Brian Vukadinovich represents himself in court better than most lawyers could, and he has receipts.
Usually at this time each month, I praise an attorney who’s been friendly to self-represented litigants as part of our Lawyers We Love™ series.
Brian is not a lawyer, but I can’t think of anyone in the business of litigation who deserves more applause.
In 2013, Brian sued an Indiana school board and several school administrators for due process violations when they refused to renew his teaching contract.
I shared his story earlier this year, when he’d just completed the jury trial.
Two weeks ago, the judge in the case issued a final order blasting the school board, and it’s a doozy. Among other sharp passages, Chief Judge Philip Simon of the U.S. Northern District of Indiana wrote this:
Based on the evidence presented at trial, a reasonable jury could have found that the process afforded Vukadinovich was insufficient to satisfy the requirements of due process. One glaring issue for the defendants at trial was the fact that no one could point to the clear, uncontested, and uncontradicted reason that Vukadinovich was terminated. In fact, the testimony of the defense’s key witnesses—Biggs and Kaiser—was inconsistent and, at times, nonsensical. The evidence showed that the School was playing a game of Whack-a-Mole with Vukadinovich—they would tell him one reason for his termination and when he would try to dispel it, they would then come up with another reason.
The problem with the School’s wishy-washy explanation of the reason for Vukadinovich’s termination was magnified at trial when the jury was able to consider the credibility of Biggs and Kaiser. Recall that Vukadinovich was acting pro se, and when he was questioning Kaiser and Biggs, they were both extremely evasive and combative, often responding to his questions with a query of their own or by repeatedly asking him to define what are otherwise commonplace terms. It was an excruciating exercise to observe, especially when they put up no such fight when questioned by defense counsel. These theatrics were not only distracting and off putting, but they also added flavor to the argument that the reasons the defendants gave for Vukadinovich’s termination were pretextual.

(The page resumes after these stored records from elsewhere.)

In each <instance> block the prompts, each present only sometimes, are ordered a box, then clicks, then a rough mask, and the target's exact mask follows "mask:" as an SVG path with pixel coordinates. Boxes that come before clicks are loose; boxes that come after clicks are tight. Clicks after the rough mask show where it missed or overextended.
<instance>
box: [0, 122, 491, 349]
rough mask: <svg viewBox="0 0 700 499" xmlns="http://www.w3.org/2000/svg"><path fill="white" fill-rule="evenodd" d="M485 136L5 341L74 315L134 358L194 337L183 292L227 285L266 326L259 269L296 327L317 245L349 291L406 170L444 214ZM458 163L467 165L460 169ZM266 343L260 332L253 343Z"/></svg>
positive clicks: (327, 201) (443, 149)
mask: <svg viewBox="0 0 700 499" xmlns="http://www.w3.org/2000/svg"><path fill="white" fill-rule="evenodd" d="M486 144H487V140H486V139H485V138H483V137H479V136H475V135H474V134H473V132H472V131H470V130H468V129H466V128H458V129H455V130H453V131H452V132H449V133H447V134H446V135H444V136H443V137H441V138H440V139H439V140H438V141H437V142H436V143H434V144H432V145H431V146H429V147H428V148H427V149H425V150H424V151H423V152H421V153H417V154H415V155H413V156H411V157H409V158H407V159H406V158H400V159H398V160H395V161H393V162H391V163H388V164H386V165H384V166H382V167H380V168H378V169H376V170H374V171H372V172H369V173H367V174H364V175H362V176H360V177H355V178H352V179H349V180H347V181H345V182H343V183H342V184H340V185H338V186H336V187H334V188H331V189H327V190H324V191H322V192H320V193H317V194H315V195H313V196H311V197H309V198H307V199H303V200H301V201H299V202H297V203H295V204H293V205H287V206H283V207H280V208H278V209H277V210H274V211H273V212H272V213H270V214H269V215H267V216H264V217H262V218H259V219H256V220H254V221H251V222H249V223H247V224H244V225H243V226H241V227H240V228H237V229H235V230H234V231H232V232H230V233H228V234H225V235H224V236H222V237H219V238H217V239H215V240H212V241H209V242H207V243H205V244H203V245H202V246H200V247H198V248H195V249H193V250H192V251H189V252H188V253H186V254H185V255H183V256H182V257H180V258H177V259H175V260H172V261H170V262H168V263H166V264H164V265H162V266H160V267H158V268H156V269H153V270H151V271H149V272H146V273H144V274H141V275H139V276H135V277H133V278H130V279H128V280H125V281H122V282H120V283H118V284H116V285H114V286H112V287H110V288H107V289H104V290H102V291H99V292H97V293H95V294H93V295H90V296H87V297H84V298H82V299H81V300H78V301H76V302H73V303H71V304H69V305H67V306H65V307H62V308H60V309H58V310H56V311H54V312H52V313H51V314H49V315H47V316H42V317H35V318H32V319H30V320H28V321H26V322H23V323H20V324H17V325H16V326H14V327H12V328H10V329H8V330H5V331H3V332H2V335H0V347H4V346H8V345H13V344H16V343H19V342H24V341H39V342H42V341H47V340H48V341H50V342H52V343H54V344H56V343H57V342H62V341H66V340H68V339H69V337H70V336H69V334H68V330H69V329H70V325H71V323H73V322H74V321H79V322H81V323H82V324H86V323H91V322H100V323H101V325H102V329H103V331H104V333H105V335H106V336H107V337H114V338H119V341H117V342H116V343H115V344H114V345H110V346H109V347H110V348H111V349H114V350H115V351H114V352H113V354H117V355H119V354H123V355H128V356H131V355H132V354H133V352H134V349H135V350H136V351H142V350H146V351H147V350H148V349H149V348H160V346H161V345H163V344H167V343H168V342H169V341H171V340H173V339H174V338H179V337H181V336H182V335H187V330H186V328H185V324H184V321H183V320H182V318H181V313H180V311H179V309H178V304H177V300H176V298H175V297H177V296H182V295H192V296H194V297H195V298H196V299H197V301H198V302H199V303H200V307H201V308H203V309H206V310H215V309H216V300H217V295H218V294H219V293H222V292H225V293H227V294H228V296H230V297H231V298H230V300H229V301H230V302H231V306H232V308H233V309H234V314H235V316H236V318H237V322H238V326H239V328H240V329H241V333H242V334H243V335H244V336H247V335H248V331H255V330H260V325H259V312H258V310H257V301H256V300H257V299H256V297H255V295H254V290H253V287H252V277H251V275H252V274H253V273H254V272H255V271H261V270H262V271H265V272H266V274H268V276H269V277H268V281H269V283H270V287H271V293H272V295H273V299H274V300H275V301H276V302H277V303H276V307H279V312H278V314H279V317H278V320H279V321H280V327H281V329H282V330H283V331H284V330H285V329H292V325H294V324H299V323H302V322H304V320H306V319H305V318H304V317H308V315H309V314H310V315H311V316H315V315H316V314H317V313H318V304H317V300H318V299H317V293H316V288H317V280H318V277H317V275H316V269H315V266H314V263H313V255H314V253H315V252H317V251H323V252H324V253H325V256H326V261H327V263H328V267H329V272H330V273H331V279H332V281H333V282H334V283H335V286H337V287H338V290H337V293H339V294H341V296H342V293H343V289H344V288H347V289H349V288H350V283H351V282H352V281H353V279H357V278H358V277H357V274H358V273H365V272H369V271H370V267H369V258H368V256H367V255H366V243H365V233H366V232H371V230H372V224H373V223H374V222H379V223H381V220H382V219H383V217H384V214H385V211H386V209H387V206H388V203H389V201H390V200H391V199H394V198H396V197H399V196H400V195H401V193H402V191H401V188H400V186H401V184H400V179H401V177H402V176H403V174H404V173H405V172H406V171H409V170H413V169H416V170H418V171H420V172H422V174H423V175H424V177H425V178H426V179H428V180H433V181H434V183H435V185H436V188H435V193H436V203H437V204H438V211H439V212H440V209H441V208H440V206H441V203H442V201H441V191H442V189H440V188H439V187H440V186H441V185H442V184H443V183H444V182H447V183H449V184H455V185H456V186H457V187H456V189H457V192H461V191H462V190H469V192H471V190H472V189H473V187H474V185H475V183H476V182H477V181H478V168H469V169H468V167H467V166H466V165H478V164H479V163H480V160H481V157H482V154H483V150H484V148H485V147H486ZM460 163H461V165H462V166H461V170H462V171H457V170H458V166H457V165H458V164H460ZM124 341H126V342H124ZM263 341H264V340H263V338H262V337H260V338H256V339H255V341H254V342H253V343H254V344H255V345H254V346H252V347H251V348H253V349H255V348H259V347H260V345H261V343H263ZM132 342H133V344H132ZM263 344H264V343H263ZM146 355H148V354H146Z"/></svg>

To put it bluntly, after several years of presiding over this litigation, including a five day jury trial, I cannot tell you why Vukadinovich was terminated. The jury surely must have sympathized with Vukadinovich, who simply wanted a straight-forward explanation for why he was being let go. In the end, it was reasonable for a jury to look at the mess of contradictory evidence and courtroom theatrics and conclude that Vukadinovich was not given a sufficient explanation of the reasons for the decision to potentially terminate him and, therefore, a meaningful opportunity to respond, all in violation of his right to due process.
I doubt the school board will appeal, which means Brian will soon see a fat paycheck for his efforts.
I can’t tell you how happy it makes me to hear of Brian’s success, not just for him but for all of us. Every victory like this makes the next judge we face more receptive, less biased, more capable of giving us a fair hearing.
I’ve told Brian that if more of us could handle a courtroom the way he does, we’d have a justice system that worked for everyone.
He’s far too experienced at pro se litigation to need Burlington Avenue’s services, but he has kind words for us nevertheless. Here’s what Brian wants you to know:
I was able to represent myself and win a major jury trial in federal court resulting in a six figure verdict against my former employer for violating my federal due process rights but it was very difficult. I felt confident that I would be able to win my case because I had substantial years of experience in pro se litigation and I knew what to expect. I am well aware of the great services offered by Burlington Avenue and I would highly recommend that any persons thinking about representing themselves in court contact Burlington Avenue for the proper guidance you will need to successfully represent yourself in court.
— Brian Vukadinovich
Brian has some projects in the works that may help self-represented litigants perform better, but they’re not ready for public disclosure yet and I won’t scoop him. Just know you can expect to hear about it here first!
Thanks to Brian Vukadinovich for being a model pro se litigant, and for making sure there’s at least one federal judge in Indiana who knows what we can do.